If Paul Krugman is saying stuff like this, we all better hope that someone intelligent does something intelligent very soon.
The question now is whether these moves are too little, too late. I don't think so, but it will be very alarming if this weekend rolls by without a credible announcement of a new financial rescue plan, involving not just the United States but all the major players.
Why do we need international cooperation? Because we have a globalized financial system in which a crisis that began with a bubble in Florida condos and California McMansions has caused monetary catastrophe in Iceland. We're all in this together, and need a shared solution.
Why this weekend? Because there happen to be two big meetings taking place in Washington: a meeting of top financial officials from the major advanced nations on Friday, then the annual International Monetary Fund/World Bank meeting on Saturday and Sunday.

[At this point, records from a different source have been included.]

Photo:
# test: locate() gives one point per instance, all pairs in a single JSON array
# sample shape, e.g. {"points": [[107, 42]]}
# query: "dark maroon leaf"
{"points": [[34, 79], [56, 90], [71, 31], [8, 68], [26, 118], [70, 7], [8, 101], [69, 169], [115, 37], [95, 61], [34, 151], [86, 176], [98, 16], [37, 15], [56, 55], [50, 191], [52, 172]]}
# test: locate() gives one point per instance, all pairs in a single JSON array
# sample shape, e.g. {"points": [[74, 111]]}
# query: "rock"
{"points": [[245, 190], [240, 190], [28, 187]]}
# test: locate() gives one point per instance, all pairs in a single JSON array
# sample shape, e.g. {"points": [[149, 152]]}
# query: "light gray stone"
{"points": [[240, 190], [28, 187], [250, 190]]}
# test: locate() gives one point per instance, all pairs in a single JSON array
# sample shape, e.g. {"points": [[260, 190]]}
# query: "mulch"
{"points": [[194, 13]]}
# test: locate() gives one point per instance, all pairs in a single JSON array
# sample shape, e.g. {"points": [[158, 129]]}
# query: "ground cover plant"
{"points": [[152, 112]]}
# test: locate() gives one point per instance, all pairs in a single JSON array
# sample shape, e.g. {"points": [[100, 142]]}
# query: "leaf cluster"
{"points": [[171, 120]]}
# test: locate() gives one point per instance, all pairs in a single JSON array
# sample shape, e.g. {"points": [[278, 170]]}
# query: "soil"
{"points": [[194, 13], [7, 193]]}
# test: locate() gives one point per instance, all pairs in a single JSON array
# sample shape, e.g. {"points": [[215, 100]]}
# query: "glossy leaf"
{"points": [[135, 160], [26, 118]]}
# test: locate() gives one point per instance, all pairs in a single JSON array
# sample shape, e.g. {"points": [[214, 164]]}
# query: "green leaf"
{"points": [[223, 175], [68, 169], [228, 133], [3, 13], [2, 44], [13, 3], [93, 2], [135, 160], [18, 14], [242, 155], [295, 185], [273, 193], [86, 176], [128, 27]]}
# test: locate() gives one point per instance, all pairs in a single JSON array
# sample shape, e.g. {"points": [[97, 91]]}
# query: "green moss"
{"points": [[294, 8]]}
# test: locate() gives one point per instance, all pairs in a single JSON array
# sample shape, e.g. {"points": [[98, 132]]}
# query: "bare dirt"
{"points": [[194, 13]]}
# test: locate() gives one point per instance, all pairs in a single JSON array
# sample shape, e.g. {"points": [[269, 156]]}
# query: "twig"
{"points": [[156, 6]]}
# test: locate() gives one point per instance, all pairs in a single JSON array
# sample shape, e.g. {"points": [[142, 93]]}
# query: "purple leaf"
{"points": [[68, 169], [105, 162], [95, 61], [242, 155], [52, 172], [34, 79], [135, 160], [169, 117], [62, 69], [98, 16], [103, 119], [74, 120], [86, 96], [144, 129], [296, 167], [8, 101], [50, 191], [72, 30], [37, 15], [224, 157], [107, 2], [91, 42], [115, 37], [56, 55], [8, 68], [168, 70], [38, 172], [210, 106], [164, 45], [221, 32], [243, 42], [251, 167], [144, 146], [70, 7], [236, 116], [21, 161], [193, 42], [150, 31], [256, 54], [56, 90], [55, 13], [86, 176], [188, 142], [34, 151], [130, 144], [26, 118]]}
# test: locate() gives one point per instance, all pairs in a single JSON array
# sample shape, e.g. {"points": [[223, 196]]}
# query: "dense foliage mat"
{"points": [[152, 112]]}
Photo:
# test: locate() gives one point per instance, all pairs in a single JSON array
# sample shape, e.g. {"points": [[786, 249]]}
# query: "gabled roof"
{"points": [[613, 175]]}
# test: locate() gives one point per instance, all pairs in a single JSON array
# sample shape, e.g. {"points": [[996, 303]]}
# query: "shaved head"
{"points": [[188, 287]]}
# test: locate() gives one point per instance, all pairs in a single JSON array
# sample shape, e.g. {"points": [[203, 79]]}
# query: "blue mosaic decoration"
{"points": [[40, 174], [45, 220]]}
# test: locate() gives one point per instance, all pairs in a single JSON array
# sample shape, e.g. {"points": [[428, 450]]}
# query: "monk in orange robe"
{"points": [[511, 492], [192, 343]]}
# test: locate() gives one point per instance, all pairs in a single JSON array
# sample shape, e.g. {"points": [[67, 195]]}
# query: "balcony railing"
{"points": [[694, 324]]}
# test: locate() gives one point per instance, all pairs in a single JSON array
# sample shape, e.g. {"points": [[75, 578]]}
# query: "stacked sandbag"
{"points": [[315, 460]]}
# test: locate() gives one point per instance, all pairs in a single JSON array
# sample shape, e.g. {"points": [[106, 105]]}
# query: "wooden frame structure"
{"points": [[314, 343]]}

If these meetings end without at least an agreement in principle on a global rescue plan -- if everyone goes home with nothing more than vague assertions that they intend to stay on top of the situation -- a golden opportunity will have been missed, and the downward spiral could easily get even worse.
What should be done? The United States and Europe should just say "Yes, Prime Minister." The British plan isn't perfect, but there's widespread agreement among economists that it offers by far the best available template for a broader rescue effort.
And the time to act is now. You may think that things can't get any worse -- but they can, and if nothing is done in the next few days, they will.